Will it always be 4 characters, 2 characters, 2 characters, 4 characters?
 
#3
Basically I have a load of citations keys in the format AnonEtAl2013 (therefore no spaces). I need to search for the bibtex references on Google Scholar, and searching for AnonEtAl2013 doesn't tend to work.

Won't always be 4,2,2,4 characters but if I know to to split AnonEtAl2013 then I could figure out how to do the rest.
 

Dason

Ambassador to the humans
#4
You haven't actually described the pattern though. What is it that you want to split on? Capital letters and/or numbers? I can't read your mind - neither can the computer. The first step is to break the problem down into small little pieces. In this case that means identify the actual pattern you want to split on. If you can adequately describe that then we're a lot closer to achieving your goal.

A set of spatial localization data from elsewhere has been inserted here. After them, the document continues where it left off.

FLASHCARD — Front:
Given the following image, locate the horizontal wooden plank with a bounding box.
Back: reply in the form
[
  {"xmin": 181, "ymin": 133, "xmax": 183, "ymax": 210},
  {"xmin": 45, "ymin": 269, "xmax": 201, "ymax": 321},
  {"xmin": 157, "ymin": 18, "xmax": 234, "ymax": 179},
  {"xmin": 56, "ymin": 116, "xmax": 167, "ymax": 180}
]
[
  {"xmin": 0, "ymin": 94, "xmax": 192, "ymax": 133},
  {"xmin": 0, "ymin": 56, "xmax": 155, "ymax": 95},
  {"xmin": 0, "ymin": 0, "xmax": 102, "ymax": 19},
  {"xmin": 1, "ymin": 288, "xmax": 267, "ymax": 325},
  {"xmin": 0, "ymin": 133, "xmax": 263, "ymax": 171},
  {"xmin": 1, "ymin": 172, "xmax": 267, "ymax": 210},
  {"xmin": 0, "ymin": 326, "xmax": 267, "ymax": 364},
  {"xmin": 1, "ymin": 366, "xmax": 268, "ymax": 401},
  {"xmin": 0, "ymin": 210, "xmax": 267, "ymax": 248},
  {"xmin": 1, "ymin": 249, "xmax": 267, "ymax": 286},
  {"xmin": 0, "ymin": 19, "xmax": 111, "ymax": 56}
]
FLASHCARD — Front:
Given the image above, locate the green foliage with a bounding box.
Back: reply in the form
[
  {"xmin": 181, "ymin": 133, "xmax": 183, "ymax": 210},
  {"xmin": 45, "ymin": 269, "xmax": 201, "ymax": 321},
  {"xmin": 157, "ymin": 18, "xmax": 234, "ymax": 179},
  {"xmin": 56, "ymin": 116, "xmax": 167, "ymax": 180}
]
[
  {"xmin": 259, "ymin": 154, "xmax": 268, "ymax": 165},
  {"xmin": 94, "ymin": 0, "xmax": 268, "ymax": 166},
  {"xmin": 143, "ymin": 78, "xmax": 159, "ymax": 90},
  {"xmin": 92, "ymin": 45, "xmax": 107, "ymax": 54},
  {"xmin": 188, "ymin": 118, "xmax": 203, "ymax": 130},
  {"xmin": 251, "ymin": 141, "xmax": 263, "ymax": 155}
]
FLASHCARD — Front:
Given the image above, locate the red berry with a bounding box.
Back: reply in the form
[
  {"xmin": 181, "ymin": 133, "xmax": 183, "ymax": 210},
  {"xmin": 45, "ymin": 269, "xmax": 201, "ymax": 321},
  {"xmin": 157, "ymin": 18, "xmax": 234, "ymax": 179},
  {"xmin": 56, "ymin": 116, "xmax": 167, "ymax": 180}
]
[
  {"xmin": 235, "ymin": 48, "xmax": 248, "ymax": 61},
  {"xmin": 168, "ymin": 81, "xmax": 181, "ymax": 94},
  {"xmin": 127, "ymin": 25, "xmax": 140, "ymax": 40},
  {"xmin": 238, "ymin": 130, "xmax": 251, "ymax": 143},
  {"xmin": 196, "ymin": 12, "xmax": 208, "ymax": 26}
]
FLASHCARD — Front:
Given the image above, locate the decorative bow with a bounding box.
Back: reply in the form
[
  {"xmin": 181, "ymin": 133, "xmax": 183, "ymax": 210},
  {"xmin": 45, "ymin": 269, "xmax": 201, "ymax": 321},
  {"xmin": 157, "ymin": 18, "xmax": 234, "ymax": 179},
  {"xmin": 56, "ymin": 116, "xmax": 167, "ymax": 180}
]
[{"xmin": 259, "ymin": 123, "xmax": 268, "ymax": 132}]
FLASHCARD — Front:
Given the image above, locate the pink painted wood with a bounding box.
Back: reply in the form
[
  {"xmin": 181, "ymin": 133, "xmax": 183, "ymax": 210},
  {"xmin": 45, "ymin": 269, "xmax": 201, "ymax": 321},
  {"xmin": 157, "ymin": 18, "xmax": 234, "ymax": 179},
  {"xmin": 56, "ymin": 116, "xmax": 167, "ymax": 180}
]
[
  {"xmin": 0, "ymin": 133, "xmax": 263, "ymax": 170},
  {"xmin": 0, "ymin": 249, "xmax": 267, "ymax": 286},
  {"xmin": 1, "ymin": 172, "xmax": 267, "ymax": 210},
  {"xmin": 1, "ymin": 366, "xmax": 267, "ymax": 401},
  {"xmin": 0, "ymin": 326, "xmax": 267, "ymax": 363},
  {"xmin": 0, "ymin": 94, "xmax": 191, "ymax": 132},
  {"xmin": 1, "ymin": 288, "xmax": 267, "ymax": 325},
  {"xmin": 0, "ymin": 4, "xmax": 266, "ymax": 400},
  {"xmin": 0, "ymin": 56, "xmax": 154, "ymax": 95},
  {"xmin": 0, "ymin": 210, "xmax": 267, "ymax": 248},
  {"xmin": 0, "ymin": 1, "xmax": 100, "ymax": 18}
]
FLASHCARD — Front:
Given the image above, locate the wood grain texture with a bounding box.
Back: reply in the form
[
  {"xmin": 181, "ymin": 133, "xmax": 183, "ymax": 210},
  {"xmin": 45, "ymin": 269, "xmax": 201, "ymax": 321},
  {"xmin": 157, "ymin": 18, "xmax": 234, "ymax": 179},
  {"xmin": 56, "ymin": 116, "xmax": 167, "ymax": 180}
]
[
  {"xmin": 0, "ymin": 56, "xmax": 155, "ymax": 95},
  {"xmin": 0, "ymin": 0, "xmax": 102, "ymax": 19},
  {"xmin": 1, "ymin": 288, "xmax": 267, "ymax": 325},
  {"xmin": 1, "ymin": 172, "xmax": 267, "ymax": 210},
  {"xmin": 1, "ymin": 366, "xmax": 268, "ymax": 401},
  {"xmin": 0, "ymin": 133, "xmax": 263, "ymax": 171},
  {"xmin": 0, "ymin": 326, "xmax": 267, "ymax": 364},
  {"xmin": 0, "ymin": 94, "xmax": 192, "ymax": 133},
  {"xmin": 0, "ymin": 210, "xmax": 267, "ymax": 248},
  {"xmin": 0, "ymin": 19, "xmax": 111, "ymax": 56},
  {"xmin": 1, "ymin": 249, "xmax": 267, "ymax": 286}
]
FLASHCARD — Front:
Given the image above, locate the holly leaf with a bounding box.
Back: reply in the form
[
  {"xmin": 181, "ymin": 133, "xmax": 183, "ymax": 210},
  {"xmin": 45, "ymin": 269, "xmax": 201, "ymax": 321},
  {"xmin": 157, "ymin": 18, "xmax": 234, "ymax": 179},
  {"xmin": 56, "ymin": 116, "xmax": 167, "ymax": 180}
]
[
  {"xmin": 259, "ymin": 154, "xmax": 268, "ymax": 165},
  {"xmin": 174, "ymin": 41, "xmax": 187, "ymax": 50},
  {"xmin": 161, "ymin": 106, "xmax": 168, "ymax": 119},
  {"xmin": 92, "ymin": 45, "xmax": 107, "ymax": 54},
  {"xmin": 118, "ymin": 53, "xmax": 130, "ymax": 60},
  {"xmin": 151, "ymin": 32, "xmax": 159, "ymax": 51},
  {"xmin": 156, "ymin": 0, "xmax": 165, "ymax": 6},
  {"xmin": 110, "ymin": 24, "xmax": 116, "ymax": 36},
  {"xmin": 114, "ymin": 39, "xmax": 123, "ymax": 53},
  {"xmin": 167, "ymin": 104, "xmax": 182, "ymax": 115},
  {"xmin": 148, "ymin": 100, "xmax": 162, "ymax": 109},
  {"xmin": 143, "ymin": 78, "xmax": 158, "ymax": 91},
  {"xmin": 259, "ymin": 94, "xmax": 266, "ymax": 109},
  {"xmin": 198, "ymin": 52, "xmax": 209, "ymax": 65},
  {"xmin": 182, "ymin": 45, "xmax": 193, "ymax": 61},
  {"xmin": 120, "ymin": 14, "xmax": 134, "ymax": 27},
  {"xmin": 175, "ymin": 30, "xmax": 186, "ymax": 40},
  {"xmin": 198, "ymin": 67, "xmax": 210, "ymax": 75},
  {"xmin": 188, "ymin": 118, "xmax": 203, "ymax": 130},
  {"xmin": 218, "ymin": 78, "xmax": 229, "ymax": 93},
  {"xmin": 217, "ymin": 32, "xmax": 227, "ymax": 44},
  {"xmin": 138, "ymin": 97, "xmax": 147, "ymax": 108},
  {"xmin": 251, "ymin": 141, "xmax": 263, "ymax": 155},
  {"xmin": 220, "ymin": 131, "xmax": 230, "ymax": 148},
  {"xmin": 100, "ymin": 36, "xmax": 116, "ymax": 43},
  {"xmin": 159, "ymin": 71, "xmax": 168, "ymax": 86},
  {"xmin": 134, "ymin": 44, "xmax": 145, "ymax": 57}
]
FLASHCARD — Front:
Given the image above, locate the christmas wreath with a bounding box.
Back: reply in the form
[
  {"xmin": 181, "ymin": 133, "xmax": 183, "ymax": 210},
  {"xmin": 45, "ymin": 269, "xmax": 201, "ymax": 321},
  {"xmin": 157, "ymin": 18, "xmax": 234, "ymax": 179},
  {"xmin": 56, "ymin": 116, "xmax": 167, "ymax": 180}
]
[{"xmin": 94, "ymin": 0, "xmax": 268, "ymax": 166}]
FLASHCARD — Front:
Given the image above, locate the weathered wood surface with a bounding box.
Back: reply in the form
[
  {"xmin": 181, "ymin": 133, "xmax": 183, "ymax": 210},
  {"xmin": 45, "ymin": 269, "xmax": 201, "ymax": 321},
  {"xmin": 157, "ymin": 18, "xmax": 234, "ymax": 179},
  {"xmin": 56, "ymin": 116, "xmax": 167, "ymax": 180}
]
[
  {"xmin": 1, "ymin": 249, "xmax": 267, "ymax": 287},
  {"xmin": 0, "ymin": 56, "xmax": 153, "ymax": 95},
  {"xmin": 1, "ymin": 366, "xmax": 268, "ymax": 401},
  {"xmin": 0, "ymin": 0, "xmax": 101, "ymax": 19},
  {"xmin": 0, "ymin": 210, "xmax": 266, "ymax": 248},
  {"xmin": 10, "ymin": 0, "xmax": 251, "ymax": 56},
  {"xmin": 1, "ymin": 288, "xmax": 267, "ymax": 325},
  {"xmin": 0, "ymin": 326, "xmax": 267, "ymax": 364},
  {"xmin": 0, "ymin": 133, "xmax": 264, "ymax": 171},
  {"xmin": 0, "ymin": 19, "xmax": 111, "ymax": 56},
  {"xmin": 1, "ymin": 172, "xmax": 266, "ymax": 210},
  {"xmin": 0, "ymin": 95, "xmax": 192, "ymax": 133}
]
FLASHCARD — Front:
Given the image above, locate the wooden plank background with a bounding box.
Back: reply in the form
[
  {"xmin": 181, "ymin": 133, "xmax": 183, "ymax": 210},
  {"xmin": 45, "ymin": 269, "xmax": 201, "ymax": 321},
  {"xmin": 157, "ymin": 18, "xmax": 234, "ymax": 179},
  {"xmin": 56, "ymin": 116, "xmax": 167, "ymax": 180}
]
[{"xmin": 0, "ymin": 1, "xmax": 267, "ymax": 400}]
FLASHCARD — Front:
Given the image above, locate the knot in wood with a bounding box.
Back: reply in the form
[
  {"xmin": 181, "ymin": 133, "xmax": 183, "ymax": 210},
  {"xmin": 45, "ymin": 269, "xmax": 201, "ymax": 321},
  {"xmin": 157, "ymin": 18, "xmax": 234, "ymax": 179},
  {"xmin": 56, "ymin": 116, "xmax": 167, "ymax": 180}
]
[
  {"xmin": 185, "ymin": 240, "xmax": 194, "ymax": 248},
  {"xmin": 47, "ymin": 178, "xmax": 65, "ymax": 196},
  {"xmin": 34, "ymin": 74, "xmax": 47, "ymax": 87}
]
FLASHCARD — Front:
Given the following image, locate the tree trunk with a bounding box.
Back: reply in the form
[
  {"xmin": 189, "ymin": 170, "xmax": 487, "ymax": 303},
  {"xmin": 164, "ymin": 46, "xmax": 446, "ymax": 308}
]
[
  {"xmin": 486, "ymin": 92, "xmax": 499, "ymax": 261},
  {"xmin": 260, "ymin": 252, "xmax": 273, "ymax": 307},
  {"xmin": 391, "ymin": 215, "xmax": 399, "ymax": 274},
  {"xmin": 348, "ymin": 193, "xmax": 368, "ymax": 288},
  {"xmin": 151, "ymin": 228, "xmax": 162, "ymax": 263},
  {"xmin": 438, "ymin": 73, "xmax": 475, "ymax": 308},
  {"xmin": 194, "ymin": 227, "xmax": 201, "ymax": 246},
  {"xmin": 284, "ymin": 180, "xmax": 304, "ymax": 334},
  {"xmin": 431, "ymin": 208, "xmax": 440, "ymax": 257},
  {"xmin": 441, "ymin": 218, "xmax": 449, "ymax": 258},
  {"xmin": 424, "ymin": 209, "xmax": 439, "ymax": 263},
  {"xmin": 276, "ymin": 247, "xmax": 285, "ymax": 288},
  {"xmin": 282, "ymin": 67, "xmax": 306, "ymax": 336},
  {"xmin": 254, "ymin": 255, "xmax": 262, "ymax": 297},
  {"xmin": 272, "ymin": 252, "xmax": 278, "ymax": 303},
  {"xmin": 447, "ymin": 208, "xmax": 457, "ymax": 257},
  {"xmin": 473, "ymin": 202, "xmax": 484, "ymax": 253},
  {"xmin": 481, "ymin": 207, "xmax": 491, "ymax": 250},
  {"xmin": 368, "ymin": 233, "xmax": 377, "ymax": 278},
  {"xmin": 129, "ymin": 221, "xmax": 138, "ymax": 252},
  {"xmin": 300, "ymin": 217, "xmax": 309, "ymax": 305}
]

This is partially why I wanted several examples. A single example doesn't do anything in establishing a pattern.
 
#5
In every instance pattern is NameEtAlyear, like this:

Code:
AnonEtAl2010

AnotherEtAl2011

OnemoreEtAl2012

LastoneEtAl2013
Each of these should be split into:

Code:
Anon Et Al 2010

Another Et Al 2011

Onemore Et Al 2012

Lastone Et Al 2013
 

Dason

Ambassador to the humans
#7
Code:
x <- c("AnonEtAl2010", "AnotherEtAl2011", "OnemoreEtAl2012", "LastoneEtAl2013")

gsub("([A-Z]|[[:digit:]]+)", " \\1", x)
That will add a space at the beginning but you can probably deal with that. What this does is add a space before every capital letter and every group of numbers.
 
#8
There are two other possible patterns

(1) NameYear eg Anon2013

(2) NameNameYear eg SomeoneAnother2013

I thought that if I knew how to split AnonEtAl2013, I could apply similar code to these other two patterns
 

Dason

Ambassador to the humans
#9
We can get rid of adding the space to the beginning if we use perl compatible regexs.

Code:
x <- c("AnonEtAl2010", "AnotherEtAl2011", "OnemoreEtAl2012", "LastoneEtAl2013")
gsub("(?!^)([A-Z]|[[:digit:]]+)", " \\1", x, perl=T)

#which gives
> gsub("(?!^)([A-Z]|[[:digit:]]+)", " \\1", x, perl=T)
[1] "Anon Et Al 2010"    "Another Et Al 2011" "Onemore Et Al 2012"
[4] "Lastone Et Al 2013"
Edit: Adding your new stuff in...

Code:
> x <- c("AnonEtAl2010", "AnotherEtAl2011", "OnemoreEtAl2012", "LastoneEtAl2013", "Anon2013", "SomeoneAnother2013")
> 
> gsub("(?!^)([A-Z]|[[:digit:]]+)", " \\1", x, perl=T)
[1] "Anon Et Al 2010"      "Another Et Al 2011"   "Onemore Et Al 2012"  
[4] "Lastone Et Al 2013"   "Anon 2013"            "Someone Another 2013"
 

Dason

Ambassador to the humans
#10
Here is a slightly modified version of the code with a very small amount of explanation.
Code:
x <- c("AnonEtAl2010", "AnotherEtAl2011", "OnemoreEtAl2012", "LastoneEtAl2013", "Anon2013", "SomeoneAnother2013")

# (?!^)                       : Don't match the beginning of the string (this requires using perl=TRUE)
# ([[:upper:]]|[[:digit:]]+)  : Match either an upper case letter or a group of numbers and create a 'group' out of it
# " \\1"                      : replace the match with a space followed by the 'group' (ie the match)
gsub("(?!^)([[:upper:]]|[[:digit:]]+)", " \\1", x, perl = TRUE)
For more info read ?regex and/or the wikipedia page on regular expressions.